October sales grew by 1.6 percent on a year-over-year comparison for the same month of 2006 on a comparable store basis for U.S. chain stores, according to the International Council of Shopping Centers, Inc.

October held relatively steady with September (1.7%), due to the continuing unseasonably warm weather pattern in the U.S. throughout the month. This factor impacted apparel sales and in effect kept the overall industry performance down.

“Over the last two months, retailers have struggled with the warm weather’s negative impact on retail spending,” said Michael P. Niemira, ICSC’s chief economist and director of research. “However, for the November-December period, we are expecting a marked improvement from the very sluggish September-October performance,” Niemira said. “We expect a 2.5% year-over-year sales increase for November.”

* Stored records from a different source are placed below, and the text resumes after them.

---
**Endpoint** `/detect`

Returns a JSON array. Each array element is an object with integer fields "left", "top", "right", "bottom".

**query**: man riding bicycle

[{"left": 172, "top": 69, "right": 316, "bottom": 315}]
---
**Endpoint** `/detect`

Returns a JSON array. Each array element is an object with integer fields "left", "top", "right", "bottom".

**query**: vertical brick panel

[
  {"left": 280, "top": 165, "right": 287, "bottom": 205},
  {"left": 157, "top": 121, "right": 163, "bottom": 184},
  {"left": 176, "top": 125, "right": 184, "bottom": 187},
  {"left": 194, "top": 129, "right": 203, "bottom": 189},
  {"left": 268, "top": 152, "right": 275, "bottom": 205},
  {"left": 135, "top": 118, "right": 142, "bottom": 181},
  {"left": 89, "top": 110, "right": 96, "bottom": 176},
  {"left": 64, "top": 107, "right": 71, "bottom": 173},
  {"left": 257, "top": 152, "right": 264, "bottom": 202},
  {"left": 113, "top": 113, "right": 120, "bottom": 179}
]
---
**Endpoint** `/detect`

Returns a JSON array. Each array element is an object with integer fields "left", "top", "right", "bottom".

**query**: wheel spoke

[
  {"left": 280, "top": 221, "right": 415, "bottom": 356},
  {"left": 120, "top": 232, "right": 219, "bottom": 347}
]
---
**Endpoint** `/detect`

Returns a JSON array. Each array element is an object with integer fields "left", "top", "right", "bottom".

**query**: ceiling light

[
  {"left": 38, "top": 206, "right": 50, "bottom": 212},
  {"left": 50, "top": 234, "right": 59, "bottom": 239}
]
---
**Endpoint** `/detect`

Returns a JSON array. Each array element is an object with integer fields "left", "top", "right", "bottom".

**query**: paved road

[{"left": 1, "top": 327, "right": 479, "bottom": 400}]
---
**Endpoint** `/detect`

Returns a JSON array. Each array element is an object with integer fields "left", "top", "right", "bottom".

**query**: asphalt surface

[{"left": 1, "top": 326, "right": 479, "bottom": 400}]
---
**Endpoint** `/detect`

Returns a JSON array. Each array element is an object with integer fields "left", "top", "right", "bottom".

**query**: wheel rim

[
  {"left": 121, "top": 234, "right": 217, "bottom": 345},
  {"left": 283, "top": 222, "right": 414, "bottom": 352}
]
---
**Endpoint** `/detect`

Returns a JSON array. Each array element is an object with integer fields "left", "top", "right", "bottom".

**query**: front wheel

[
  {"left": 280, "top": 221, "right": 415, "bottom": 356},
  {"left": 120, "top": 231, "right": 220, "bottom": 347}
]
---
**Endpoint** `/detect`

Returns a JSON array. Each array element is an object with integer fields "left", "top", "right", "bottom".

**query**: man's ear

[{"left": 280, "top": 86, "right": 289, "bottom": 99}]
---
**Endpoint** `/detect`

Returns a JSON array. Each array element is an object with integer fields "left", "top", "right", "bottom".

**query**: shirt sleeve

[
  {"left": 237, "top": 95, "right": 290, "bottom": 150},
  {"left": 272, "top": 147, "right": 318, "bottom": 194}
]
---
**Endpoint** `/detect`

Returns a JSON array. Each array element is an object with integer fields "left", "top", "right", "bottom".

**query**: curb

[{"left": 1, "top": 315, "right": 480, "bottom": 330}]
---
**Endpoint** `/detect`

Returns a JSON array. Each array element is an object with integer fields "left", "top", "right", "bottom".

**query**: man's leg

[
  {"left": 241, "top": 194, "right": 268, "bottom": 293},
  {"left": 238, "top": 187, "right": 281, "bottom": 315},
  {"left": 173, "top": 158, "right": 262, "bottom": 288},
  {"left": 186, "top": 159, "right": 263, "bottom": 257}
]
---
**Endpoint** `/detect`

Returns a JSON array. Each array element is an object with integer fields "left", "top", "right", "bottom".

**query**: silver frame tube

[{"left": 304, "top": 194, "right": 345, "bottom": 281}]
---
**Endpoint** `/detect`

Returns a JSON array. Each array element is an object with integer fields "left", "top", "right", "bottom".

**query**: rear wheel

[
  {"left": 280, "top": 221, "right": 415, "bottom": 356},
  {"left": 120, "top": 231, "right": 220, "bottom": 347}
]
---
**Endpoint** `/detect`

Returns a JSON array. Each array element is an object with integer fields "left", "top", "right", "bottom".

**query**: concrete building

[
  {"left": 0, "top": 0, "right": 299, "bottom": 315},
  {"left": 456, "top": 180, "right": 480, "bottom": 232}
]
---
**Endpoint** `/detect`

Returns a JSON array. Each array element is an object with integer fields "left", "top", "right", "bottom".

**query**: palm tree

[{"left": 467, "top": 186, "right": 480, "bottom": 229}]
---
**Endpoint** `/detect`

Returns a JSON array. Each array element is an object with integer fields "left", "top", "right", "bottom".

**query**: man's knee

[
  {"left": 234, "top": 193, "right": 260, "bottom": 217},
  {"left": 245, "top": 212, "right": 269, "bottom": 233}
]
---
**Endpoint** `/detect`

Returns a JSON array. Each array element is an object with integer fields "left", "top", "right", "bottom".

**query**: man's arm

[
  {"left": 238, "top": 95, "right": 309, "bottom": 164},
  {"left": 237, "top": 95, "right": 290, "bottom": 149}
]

ICSC Chain Store Sales Trends is a monthly report on the U.S. retail industry’s sales performance based on an ICSC preliminary compilation of publicly-available sales for 44 chain stores during the month of October. Industry sales aggregates are compiled for “comparable-store” or “same-store” sales and for total store sales. Those data are presented as an index with a 1977=100 base. Comparable-store sales are also compiled for specialized-industry groupings, which include aggregates for apparel chain stores, department stores, discount stores, drug stores, footwear stores, furniture chain stores and wholesale clubs.